Numo Rama conta: “A única coisa que não tem na Fulô da Pedra é internet e televisão. O objetivo do Movimento Alumiar é a concentração na discussão das ideias sobre fotografia, compartilhar conhecimento e dividir experiências”. Para o mato-grossense Buainain, “o grande diferencial do Alumiar é a democratização do convívio humano entre todos os participantes”.
A estrutura do lugar favorece essa interação. Alunos e professores, fotógrafos conhecidos e diletantes se encontram com amadores ou emergentes. “Queremos que todos se sintam em casa. Creio que as mesmas dúvidas que tenho como fotógrafo muita gente tem também”, diz Numo Rama, um autodidata na fotografia. “Entrei a fundo na fotografia para compreender a mim mesmo. Minha crise existencial migrou para a fotografia”, diz sorrindo.

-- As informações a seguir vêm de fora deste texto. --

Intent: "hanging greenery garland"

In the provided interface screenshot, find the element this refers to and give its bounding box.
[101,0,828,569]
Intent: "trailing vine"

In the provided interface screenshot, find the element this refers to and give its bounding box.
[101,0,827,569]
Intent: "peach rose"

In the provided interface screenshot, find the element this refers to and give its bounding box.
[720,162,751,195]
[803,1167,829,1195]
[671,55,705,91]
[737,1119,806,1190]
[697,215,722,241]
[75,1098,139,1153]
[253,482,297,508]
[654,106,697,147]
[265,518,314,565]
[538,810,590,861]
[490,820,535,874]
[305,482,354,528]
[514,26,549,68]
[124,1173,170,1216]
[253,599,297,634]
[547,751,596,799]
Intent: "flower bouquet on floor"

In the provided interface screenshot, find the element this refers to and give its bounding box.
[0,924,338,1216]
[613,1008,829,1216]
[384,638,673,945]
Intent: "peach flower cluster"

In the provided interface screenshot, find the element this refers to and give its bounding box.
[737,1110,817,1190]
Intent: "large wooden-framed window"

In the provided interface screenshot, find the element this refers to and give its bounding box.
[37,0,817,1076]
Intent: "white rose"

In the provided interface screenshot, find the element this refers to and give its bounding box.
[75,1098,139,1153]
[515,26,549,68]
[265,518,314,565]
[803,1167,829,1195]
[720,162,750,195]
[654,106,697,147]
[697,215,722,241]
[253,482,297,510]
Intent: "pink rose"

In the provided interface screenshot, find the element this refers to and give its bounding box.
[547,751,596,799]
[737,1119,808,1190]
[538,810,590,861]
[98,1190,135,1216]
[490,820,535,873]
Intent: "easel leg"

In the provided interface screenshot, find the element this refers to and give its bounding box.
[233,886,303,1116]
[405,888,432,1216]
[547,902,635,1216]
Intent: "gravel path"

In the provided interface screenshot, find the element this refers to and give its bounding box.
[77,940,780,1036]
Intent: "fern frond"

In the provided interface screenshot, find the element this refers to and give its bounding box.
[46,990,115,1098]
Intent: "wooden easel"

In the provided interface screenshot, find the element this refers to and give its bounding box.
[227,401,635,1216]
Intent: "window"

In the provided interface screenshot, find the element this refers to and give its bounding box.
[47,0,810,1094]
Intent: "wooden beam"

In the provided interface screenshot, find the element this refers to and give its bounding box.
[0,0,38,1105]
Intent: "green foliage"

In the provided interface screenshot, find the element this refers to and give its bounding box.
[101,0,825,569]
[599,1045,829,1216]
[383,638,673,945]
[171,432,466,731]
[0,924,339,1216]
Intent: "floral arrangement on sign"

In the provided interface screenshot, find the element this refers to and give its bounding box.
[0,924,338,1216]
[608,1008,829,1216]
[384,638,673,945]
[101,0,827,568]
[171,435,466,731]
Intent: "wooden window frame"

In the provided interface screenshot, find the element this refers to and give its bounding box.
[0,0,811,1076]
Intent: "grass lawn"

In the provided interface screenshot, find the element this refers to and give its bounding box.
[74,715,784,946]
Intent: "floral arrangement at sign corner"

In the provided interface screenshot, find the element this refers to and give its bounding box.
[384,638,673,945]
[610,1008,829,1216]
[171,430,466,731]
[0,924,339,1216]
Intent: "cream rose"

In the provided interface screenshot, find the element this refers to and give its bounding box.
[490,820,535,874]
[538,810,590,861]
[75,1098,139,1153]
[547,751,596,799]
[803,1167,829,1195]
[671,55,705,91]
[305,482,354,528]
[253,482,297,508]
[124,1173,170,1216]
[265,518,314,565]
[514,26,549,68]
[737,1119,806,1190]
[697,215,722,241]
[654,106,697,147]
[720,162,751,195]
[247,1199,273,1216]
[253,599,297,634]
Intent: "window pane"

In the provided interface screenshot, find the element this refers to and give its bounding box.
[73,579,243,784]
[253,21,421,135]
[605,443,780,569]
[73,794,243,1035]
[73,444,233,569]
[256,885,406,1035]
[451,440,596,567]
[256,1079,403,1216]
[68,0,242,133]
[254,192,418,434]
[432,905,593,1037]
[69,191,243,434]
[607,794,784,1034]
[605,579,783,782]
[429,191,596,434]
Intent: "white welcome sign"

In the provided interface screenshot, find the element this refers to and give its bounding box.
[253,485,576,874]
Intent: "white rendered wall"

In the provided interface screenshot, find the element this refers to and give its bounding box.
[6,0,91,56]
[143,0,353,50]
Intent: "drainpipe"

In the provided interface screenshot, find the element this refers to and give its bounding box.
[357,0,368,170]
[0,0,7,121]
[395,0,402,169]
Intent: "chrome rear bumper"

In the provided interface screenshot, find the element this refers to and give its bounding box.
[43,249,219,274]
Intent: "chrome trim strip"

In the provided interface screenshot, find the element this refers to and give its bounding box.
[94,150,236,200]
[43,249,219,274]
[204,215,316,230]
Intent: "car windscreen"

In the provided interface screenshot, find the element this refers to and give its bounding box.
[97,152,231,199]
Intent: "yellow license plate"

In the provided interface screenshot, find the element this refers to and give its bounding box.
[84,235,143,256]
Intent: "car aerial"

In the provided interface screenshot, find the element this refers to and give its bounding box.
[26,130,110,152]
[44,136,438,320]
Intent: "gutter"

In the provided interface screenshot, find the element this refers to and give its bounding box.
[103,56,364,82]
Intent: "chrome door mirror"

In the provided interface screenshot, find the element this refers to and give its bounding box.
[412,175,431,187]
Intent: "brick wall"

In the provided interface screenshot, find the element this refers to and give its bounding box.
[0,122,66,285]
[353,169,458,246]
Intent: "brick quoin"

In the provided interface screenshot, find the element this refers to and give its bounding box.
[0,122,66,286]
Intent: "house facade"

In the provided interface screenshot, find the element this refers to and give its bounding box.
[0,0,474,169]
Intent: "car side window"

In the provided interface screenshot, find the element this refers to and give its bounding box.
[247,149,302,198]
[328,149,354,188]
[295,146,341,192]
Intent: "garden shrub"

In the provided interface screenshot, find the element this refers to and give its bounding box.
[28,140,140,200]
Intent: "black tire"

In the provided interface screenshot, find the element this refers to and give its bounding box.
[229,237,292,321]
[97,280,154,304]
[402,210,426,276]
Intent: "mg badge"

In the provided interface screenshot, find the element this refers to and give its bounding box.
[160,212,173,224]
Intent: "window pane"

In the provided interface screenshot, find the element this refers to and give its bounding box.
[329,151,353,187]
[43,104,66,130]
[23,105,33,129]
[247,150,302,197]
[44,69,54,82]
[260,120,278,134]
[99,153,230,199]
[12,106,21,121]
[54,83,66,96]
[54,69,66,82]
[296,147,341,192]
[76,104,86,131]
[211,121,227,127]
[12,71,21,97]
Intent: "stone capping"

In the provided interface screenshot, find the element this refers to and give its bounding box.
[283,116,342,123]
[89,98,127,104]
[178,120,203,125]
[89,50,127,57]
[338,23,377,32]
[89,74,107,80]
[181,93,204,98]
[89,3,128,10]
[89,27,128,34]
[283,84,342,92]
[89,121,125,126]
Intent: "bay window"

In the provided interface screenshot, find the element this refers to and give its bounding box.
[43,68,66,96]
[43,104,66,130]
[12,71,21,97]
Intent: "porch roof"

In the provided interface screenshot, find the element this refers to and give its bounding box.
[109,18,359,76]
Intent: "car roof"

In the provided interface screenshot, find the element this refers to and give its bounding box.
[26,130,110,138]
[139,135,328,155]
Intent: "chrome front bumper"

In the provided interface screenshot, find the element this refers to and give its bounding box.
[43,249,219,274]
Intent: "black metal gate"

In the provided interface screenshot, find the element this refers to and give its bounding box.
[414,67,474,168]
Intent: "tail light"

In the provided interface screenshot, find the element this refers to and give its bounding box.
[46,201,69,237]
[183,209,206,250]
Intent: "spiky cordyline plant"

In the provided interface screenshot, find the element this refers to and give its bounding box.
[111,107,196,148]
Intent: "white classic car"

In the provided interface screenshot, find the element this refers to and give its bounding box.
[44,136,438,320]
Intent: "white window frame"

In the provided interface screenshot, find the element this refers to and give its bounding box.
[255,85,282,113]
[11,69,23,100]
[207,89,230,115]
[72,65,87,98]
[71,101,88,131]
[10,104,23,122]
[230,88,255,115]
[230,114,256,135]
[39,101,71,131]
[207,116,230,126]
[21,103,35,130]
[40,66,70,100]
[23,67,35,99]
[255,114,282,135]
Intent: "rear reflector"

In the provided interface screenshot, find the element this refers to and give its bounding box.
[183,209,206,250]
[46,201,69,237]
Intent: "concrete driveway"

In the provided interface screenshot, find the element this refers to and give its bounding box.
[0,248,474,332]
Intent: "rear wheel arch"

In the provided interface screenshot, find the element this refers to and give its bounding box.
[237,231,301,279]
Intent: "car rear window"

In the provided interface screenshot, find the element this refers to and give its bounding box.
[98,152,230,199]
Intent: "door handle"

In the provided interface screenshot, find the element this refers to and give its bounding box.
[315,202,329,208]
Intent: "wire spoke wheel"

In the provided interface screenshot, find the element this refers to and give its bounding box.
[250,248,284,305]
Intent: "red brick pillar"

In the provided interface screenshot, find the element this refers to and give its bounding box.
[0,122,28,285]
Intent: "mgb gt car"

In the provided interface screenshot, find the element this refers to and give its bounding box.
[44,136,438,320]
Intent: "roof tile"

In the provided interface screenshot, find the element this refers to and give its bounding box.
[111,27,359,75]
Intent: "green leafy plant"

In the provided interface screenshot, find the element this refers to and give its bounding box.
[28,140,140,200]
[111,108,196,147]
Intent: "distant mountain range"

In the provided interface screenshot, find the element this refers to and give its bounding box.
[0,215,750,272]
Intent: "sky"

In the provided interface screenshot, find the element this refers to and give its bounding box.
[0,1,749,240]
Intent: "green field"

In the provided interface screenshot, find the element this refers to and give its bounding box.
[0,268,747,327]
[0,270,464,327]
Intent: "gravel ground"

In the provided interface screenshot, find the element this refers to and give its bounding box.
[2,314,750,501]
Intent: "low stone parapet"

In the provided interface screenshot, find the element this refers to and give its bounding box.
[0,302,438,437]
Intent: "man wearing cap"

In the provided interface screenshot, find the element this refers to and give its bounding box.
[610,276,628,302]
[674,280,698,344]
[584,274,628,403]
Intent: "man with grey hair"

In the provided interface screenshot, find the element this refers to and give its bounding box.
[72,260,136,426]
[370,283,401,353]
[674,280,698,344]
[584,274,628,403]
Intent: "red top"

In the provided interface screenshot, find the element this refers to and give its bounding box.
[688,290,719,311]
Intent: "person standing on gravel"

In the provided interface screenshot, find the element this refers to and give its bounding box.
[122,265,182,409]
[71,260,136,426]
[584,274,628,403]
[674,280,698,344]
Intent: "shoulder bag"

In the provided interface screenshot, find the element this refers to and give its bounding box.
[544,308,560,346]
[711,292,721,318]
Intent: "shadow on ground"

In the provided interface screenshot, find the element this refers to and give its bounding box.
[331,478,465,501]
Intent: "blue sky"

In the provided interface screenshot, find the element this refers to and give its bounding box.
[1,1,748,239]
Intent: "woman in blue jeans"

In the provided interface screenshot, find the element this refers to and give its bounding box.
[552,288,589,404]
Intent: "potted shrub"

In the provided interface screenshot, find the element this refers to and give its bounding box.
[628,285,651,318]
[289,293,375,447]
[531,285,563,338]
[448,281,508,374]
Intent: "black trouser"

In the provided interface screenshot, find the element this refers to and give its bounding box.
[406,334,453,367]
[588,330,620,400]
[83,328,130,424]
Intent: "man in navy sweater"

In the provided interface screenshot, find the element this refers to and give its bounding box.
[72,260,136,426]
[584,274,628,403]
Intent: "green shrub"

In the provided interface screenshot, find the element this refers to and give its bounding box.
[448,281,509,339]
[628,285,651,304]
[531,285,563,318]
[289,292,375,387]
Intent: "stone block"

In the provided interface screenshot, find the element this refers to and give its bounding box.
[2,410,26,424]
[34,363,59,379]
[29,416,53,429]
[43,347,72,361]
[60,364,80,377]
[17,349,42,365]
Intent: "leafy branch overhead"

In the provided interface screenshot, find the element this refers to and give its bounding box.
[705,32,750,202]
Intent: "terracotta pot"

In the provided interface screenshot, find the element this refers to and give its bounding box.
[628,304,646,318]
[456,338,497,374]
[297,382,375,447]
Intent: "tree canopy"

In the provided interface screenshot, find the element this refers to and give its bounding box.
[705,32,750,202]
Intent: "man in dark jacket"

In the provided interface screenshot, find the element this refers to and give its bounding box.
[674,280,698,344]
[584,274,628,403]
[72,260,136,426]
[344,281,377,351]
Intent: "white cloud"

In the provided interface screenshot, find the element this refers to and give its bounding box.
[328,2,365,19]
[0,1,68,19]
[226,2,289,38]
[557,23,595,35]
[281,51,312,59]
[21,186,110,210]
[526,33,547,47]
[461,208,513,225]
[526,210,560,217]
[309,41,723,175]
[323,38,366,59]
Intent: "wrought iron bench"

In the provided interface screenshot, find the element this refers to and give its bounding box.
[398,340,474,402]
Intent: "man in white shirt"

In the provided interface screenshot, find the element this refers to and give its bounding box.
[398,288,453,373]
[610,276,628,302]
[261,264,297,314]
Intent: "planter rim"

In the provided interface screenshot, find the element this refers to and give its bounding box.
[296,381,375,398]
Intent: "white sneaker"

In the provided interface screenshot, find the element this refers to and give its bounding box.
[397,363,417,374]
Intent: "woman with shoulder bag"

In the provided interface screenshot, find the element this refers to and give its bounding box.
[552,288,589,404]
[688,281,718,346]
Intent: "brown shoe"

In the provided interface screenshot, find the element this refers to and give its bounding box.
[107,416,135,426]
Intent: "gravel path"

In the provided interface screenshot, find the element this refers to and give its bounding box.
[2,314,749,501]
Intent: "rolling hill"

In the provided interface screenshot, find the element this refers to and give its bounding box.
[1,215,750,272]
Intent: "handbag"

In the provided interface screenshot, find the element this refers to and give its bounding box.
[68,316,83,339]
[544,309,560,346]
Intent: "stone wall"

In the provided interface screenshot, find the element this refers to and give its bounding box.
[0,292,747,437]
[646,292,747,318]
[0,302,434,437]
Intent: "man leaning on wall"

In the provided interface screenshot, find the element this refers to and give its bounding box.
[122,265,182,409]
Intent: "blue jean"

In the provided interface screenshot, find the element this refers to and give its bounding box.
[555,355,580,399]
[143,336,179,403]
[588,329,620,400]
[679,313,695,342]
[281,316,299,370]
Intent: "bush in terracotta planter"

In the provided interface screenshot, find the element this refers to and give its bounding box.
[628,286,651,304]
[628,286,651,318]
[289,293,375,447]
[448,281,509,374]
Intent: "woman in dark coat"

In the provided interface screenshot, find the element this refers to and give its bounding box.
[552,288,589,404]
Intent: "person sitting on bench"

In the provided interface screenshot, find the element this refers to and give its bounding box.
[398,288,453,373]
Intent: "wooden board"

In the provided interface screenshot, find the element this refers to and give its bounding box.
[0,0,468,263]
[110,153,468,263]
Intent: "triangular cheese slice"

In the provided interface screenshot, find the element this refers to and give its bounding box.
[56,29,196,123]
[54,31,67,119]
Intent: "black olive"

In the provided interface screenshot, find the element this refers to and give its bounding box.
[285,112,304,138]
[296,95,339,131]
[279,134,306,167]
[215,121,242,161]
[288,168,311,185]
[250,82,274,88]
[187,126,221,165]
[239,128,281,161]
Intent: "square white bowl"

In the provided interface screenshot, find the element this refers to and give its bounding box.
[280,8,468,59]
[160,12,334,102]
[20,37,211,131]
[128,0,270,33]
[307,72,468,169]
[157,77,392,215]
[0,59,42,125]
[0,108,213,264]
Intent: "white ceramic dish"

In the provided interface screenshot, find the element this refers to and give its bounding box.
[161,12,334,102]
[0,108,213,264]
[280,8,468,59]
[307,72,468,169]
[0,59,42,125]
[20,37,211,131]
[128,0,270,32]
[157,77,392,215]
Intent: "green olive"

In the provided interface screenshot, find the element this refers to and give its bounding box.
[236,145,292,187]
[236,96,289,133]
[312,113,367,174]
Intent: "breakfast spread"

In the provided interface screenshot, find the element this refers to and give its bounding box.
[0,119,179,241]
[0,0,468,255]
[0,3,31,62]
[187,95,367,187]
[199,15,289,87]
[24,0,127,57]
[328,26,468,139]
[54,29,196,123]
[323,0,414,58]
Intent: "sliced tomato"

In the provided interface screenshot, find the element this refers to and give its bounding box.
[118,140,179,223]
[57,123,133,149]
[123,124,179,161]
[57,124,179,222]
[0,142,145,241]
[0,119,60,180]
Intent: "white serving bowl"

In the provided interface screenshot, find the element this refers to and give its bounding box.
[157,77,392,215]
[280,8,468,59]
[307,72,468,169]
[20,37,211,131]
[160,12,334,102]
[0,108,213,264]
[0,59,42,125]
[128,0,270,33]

Rama conta que comprou a primeira câmera fotográfica por uma questão de sobrevivência: “trabalhava em Portugal, e a câmera surgiu como algo que poderia vender caso as coisas piorassem no inverno”, lembra. Entretanto, acabou se apegando ao equipamento e passou a produzir, até viver das imagens, vendendo fotos nas ruas da cidade do Porto, onde foi morar já com a mulher Annika, em 1995.

Livro para aprender
Com a câmera, ele começou a ver um Portugal histórico e comprou o primeiro livro técnico, Fotografia Básica, do inglês Michael Langford (1933-2000), um clássico que vem sendo reeditado há décadas, mesmo depois de sua morte. O espírito inquieto de Rama o levou a fotógrafos como o checo Josef Kouldelka, da Magnum, de quem é um profundo admirador.
Outro fotógrafo importante em seu repertório é o sueco Christer Stromholm (1918-2002), de outra não menos famosa agência, a também francesa VU.
De volta ao Brasil, Numo Rama embarcou em uma série de projetos pessoais que culminaram no então Prêmio Porto Seguro de 2004, passou por períodos sabáticos desenvolvendo a pousada. Mas desde 2011 vem pensando o Movimento Alumiar como forma interativa de conhecimento.